A few months back the gaming world was shocked when Rocket League developers Psyonix opened the discussion on allowing PlayStation 4 and Xbox One gamers to finally play in the same games. What many thought couldn’t happen seemed to be on the cusp of occurring – with both Microsoft and Psyonix seemingly on board with cross-console multiplayer. Yet in the intervening months there’s been very little movement on the topic. Rocket League recently deployed a huge update, one that’s positioned the game for such an arrangement. Yet the button hasn’t been switched, console gamers remain divided. We’ve been left wondering – will it ever actually happen or was it all too good to be true?
Before the long period of radio silence – it looked as though the issues would come from Sony’s side of the conversation.

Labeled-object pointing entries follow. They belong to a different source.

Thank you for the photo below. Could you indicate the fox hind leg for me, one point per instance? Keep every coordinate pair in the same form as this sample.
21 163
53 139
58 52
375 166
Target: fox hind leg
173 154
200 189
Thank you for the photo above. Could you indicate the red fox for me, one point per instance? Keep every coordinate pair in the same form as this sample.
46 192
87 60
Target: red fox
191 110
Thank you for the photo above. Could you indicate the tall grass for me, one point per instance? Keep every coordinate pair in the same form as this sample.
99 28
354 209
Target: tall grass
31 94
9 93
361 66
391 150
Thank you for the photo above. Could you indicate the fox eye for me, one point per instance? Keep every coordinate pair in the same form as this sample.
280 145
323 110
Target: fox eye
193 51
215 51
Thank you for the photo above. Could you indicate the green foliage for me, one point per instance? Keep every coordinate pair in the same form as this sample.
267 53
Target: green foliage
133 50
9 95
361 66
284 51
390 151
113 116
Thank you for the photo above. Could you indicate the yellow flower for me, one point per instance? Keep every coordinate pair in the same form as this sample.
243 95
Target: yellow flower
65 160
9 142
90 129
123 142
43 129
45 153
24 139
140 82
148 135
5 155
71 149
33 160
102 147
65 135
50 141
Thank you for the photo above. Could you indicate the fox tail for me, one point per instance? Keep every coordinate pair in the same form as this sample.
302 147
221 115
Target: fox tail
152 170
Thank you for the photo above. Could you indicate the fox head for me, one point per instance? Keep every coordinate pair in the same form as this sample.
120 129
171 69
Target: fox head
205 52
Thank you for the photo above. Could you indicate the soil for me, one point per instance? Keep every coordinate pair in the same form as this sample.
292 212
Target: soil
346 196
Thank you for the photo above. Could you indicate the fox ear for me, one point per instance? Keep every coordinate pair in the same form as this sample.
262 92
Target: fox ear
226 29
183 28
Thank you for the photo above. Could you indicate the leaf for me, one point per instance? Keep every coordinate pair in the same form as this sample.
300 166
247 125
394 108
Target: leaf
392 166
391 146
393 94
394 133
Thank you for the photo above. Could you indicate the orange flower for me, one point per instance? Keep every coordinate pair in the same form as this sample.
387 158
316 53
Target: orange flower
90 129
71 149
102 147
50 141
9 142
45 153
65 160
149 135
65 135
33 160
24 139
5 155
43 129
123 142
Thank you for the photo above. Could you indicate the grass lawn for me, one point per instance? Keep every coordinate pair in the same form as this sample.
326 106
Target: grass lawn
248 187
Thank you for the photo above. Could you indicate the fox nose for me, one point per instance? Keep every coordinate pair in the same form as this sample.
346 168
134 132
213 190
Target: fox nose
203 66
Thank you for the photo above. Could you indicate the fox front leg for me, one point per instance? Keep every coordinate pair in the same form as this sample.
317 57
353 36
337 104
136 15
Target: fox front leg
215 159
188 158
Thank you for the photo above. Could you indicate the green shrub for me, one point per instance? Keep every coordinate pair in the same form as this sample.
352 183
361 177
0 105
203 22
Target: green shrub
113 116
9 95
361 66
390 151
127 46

Microsoft loosened it’s policy a few months ago and seemingly left the door unhinged – ready for Sony to blow it off. Yet even back when the story first hit the press, Sony’s response to the whole thing seemed luke-warm at best. The company telling the press it;
“..Would be happy to have the conversation with any publishers or developers who are interested in cross-platform play.”
It was a few steps down from the excitement emanating from other parts of the industry – leading to the suggestion Sony was more cautious than its competitors about the prospect of opening itself up to cross-console multiplayer.
In truth there’s a lot of potential headaches just waiting to jump out should the idea move forward. While the idea is lovely and the communal aspects are apparent – gaming is still very much the reserve of businessmen and profits. There’s very little obvious return to be made by console manufacturers from allowing this but a lot of logistical work required to make it work. Put simply – the returns don’t diminish the effort required – which is probably why Sony haven’t jumped on the idea.
One of the biggest variables that hangs over the whole idea – how would it even work? Right now the dream seems to be muddled with the cold reality – Sony and Microsoft will never share their networks fully. This means that even if cross-platform gaming were an option on the table, the odds are you’d have an incredibly hard time finding your friends if they’re sat on other consoles. Gamers wouldn’t be able to ping friends messages, invite friends into your lobbies or even check if they’re online unless Microsoft and Sony opened up their PSN and Xbox Live networks.
It would fall to developers to make a system where the game could go and find your friend to bring them into the lobby. We’ve already got third-party networks that could handle this – the likes of EA Accounts and Capcom’s Fight Network provide a template for the idea. But do gamers really need to be signing up for every network in every game they purchase? That breaks the seamless experience that consoles have created up to now and means yet more reliance on the haphazard third-party servers to make it all work. I don’t know about you, but my interactions with EA’s servers haven’t left me enthralled over the years.
Plus it all comes back to the issue of communication. For example, how limited would the ability to voice chat across consoles be? Without a unified network (Something that will never happen) gamers won’t be able to invite to parties, private chats or any of the luxuries that users on the consoles are so used too. It’s why in most cases cross-platform games would be relegated to random match ups – which really raises the question of would it be worth doing at all? If all the intention of these movements is just to lump gamers into one big pool rather than segmenting them into console brands; is it worth getting excited about if two friends can’t connect and play as seamlessly as they can on one console?
For me personally the lack of discussion over the finer details and the general lack of momentum in the conversation suggests it’ll be a while yet before this feature even comes close to hitting the market. Psyonix say their updates ready and waiting to launch – it just needs the sign-off from Microsoft and Sony. Given that neither they nor Sony or Microsoft has been eager to talk about the logistics of this – we can’t imagine it’s coming anytime soon. Which is a real shame for those who got excited about the idea back in May. Some gamers were talking about a new age of seemless multiplayer gaming that would allow gamers to jump onto their console and play with all their friends. all these months later, it seems the dream of cross-console is still very much just that – a dream.
What do you think? Is cross-console multiplayer a feature you want to see in gaming?